Author : Rachel Poole
Date : October 26, 2019
This week saw only marginal global equity gains as there were mixed third-quarter earnings results and rather dull Brexit news. As measured by the Chicago Board Options Exchange Volatility Index (VIX), Volatility was down by 7% compared to last week. On the other hand, the yield on the 10-year US Treasury note rose to 1.81%. An unexpected drop in inventories cause the price of a barrel of West Texas Intermediate crude oil to rise 5%, to $56.36 a barrel.

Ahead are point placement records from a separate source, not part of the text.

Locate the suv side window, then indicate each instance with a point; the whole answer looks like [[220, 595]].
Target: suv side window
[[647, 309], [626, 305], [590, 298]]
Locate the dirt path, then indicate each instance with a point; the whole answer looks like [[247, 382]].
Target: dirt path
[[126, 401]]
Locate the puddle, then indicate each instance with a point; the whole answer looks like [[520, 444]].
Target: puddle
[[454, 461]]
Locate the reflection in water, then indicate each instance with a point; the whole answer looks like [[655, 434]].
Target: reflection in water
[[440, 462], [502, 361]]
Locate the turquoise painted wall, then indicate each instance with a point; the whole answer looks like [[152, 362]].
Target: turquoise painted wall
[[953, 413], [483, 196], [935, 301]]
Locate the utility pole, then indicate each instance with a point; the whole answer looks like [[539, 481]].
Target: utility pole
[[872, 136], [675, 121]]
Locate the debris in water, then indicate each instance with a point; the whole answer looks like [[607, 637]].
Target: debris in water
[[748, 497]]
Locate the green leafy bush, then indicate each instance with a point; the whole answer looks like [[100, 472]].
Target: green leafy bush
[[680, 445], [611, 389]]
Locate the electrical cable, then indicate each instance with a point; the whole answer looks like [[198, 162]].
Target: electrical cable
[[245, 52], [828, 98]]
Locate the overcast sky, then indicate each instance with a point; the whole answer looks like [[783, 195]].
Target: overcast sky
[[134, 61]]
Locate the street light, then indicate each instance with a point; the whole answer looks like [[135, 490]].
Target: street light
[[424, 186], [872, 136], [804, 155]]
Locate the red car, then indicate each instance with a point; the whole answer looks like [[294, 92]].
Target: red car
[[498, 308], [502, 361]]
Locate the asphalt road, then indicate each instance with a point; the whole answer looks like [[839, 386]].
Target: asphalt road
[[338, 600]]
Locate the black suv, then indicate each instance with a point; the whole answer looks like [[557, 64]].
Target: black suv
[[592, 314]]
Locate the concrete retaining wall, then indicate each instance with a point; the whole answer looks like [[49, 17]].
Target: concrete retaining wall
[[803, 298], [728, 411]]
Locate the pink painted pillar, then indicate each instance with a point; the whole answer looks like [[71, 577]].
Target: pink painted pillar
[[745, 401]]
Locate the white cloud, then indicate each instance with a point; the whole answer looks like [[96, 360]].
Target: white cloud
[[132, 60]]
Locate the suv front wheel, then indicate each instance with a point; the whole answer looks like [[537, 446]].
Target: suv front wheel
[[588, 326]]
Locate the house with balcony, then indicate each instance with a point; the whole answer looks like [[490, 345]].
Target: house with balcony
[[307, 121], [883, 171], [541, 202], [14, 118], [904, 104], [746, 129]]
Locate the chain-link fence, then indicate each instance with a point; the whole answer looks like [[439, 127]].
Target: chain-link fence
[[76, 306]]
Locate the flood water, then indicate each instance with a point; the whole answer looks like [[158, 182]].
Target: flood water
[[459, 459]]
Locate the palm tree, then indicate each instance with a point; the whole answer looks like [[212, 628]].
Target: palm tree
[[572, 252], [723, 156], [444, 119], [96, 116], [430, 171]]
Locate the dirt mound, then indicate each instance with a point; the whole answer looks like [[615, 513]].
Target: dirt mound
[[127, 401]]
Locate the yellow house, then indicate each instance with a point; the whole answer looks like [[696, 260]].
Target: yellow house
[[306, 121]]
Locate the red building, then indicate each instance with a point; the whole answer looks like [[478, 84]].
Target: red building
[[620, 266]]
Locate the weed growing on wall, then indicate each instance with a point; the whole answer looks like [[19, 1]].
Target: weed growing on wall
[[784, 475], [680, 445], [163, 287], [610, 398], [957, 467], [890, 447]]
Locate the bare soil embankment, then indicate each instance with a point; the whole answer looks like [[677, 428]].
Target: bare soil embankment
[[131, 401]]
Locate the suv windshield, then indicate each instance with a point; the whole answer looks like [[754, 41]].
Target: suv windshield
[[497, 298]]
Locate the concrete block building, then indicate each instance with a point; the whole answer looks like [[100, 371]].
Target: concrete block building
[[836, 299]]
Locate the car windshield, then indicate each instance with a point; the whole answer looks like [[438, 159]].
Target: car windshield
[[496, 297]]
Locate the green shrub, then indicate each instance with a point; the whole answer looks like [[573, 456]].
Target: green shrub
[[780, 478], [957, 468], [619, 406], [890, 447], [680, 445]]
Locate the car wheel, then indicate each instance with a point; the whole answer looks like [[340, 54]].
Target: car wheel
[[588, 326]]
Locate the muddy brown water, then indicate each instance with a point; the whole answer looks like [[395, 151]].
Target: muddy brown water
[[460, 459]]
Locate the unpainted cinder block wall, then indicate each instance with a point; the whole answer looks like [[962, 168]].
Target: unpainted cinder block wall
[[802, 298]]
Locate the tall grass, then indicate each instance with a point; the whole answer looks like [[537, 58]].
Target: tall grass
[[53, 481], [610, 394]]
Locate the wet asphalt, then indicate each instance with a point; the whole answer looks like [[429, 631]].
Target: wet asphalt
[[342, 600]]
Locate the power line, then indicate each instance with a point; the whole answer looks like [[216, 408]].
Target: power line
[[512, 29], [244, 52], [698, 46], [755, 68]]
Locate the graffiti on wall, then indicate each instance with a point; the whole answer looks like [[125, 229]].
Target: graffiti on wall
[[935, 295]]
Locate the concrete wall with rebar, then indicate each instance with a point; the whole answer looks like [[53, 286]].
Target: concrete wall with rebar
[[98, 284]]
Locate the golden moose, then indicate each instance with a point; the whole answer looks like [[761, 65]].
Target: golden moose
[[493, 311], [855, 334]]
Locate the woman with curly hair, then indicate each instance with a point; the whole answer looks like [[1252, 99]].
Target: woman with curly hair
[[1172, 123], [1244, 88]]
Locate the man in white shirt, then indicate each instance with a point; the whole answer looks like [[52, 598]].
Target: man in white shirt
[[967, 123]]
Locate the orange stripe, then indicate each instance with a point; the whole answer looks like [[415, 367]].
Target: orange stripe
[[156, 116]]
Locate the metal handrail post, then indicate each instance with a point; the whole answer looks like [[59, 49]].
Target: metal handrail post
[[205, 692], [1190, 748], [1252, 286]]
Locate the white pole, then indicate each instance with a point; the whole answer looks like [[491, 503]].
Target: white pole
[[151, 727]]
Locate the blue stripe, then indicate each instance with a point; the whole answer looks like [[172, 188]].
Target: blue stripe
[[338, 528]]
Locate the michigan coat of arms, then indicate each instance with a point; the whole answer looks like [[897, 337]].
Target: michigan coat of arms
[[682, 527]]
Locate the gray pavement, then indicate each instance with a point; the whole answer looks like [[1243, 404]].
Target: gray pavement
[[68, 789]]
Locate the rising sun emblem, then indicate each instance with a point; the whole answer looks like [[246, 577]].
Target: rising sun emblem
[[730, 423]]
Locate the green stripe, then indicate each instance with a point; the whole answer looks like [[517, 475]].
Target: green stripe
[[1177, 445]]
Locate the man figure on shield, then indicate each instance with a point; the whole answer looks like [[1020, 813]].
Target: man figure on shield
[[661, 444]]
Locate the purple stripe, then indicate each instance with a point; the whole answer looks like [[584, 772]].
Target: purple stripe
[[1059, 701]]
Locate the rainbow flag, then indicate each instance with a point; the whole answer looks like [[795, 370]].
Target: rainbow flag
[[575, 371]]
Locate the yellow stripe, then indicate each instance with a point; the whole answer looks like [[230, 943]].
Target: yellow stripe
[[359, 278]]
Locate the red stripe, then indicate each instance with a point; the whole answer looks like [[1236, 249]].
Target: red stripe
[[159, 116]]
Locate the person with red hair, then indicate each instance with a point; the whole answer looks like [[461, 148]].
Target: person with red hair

On Tuesday, lawmakers in the United Kingdom’s (UK) Parliament voted to reject a limited timeframe for reviewing legislation related to Brexit. This means the UK will most likely not be leaving the European Union (EU) by Prime Minister Boris Johnson’s October 31st deadline. It is likely that the EU will approve a third Brexit extension to prevent a no-deal Brexit from occurring. Prime Minister Johnson announced on Thursday that he will be asking UK lawmakers to approve a general election to be held December 12th which he believes will allow more time for Parliament to ratify his current Brexit plan.
In its World Economic Outlook, The International Monetary Fund (IMF) reduced its projected growth rate for China’s economy next year to 5.8%, which is a reduction from the 6.1% forecast for 2019. Though the IMF projects a slowdown for China’s economy, it forecasts a recovery in the global economy. After an anticipated slowdown to 3% this year, the IMF expects a global economic growth rebound to 3.4% in 2020.
Canadian Prime Minister Justin Trudeau’s and his Liberal party won a second term in the national elections held this week. The Liberal party won the most seats in Parliament but fell short of the majority. While the Liberals have the best chance at forming a government, it will have to rely on opposition parties to pass legislation.
Chile has been experiencing its worst civil unrest in decades. Chile’s central bank cut its interest rates for the third time in five months as the unrest threatens to slow economic growth. The board of the central bank met after nearly five days of protests which have left 18 people dead so far. The protests, along with the weakening Chinese demand for copper has created uncertainty for businesses and consumers and has reduced the outlook for investment.
Mass protests have also erupted in Lebanon. What began as a rebellion against new taxes placed on calls made from the app WhatsApp, protests have quickly grown into something greater. It is clear that anger has long been simmering in Lebanon as its people have finally had enough of the corruption and the inept political class that has ruled the country since the 1980s. In response to the protests, Lebanon’s cabinet signed off on a series of reforms including halving the salaries of certain government officials, implementing new levies on banks, and containing waste and corruption.
In President Mario Draghi’s last monetary policy meeting, the European Central Bank (ECB) decided not to change interest rates. ECB officials suggested rates will stay relatively the same or lower until there is evidence to suggest an acceleration of pick prices. Hungary also left its monetary policy unchanged this week. This coming Thursday, Riksbank (Sweden) and Norges Bank (Norway) will announce no monetary policy changes as well.
If China signs a partial trade deal with the US in the coming weeks, they are expected to buy at least $20 billion of US agricultural products in a year and will consider boosting purchases in future rounds of talks. Consequently, market uncertainty regarding the trade war will be reduced which may become a force of market stabilization.
According to a poll by Bloomberg, the majority of economists believe the US Federal Reserve will take a break from cutting interest rates after a 25-basis point rate cut again next week. According to the CME’s FedWatch tool, odds of a cut in the fed funds target rate to 1.50-1.75% are at 94%. However, we believe that the rising conflicts (domestically as well as abroad) may start pushing prices higher next year.
Japan will be announcing a policy decision in the next few days. The Bank of Japan is expected to warn markets of slower economic growth and that policy rates may fall deeper into the negatives.
European banks like Deutsche Bank, HSBC, Credit Suisse, ING, BNP Paribas, and Santander will report third-quarter numbers. Analysts have been downgrading earnings estimates for the last 19 months, so there is little anticipation for optimistic results.